Это было смешно. Конечно, девушки у него не было, она ушла в слезах, и почти точно ничего бы ему не выпало, даже если бы она была здесь. Ясно было, что он устал глядеть на других мужчин, играющих с девушками в бассейне.

— Ты не разотрешь мне ноги? — попросил он Лаки.

— Ну, садись, — сказал Грант, ухмыльнувшись. — Конечно. Я сделаю. — И когда Хантурян хлопнулся на спину, он встал на колени, снял ему туфли, подмигнув Лаки, и с минуту тер ему ноги в носках. Хантурян блаженно вздохнул.
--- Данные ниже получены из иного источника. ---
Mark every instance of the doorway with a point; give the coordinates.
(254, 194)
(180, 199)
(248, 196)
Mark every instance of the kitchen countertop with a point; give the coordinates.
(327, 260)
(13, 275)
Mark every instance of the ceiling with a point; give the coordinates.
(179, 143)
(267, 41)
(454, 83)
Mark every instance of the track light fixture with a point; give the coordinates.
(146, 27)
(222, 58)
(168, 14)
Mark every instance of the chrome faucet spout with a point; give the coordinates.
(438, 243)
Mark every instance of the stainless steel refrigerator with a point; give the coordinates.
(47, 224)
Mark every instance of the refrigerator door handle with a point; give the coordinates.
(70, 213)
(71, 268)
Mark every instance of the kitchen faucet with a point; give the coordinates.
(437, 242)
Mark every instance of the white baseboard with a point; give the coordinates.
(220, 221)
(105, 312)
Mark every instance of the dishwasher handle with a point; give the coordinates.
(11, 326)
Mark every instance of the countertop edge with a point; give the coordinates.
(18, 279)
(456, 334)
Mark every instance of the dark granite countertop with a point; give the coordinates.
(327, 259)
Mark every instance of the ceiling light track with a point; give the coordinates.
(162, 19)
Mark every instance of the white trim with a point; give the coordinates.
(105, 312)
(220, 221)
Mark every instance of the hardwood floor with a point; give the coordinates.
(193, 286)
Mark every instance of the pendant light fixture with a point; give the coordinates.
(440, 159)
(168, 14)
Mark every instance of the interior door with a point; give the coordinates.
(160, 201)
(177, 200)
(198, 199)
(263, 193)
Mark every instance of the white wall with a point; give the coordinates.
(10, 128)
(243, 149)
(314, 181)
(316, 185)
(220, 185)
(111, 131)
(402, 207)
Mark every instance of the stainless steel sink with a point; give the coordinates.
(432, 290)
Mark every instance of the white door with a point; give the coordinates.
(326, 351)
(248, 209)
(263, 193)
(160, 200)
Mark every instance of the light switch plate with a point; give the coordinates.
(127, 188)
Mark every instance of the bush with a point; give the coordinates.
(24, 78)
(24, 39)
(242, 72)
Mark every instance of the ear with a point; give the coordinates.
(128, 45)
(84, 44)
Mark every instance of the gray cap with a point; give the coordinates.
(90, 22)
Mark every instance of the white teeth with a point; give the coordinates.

— Надеюсь, я вам не мешаю, — сказал он.

— Нет, — ответил Грант. — Нет, нет. Почему бы тебе не подремать? — Ему было жаль его, жаль всех. Взяв Лаки под руку, он вывел ее.

— Он действительно жирная сальная свинья, — с отвращением прошептала Лаки, когда они вышли из спальной в большую освещенную гостиную. — Девушка была права.

— Ну да, — сказал Грант. Он должен был признать, что тот был довольно сальным.

— А я итальянка, — сказала Лаки.

— Давай, — сказал Грант, — я отвезу тебя в отель. Я только скажу Дугу и сэру Джону, что мы уезжаем.

На обратном длинном и темном пути она, прижавшись к нему, обеими руками держала его руку, прижав голову к плечу. Она была похожа на маленькую испуганную девочку, ищущую защиты у папочки. Когда они проезжали по холму, то в аэропорту горело лишь несколько прожекторов.

— Кажется, я кое-что понял в ветеранах, — наконец сказал Грант после долгого молчания, которое воцарилось с момента, когда они сели в машину. Они долго сидели, прислушиваясь к смеху и глядя на огни внутри виллы. — Старых моряках и старых солдатах. Я знаю, через что они прошли. И я знаю, это похоже на то, что ты — никто. Манипулируемые статисты, они движутся, как шахматные фигурки на доске, чтобы достичь каких-то полных стратегических целей.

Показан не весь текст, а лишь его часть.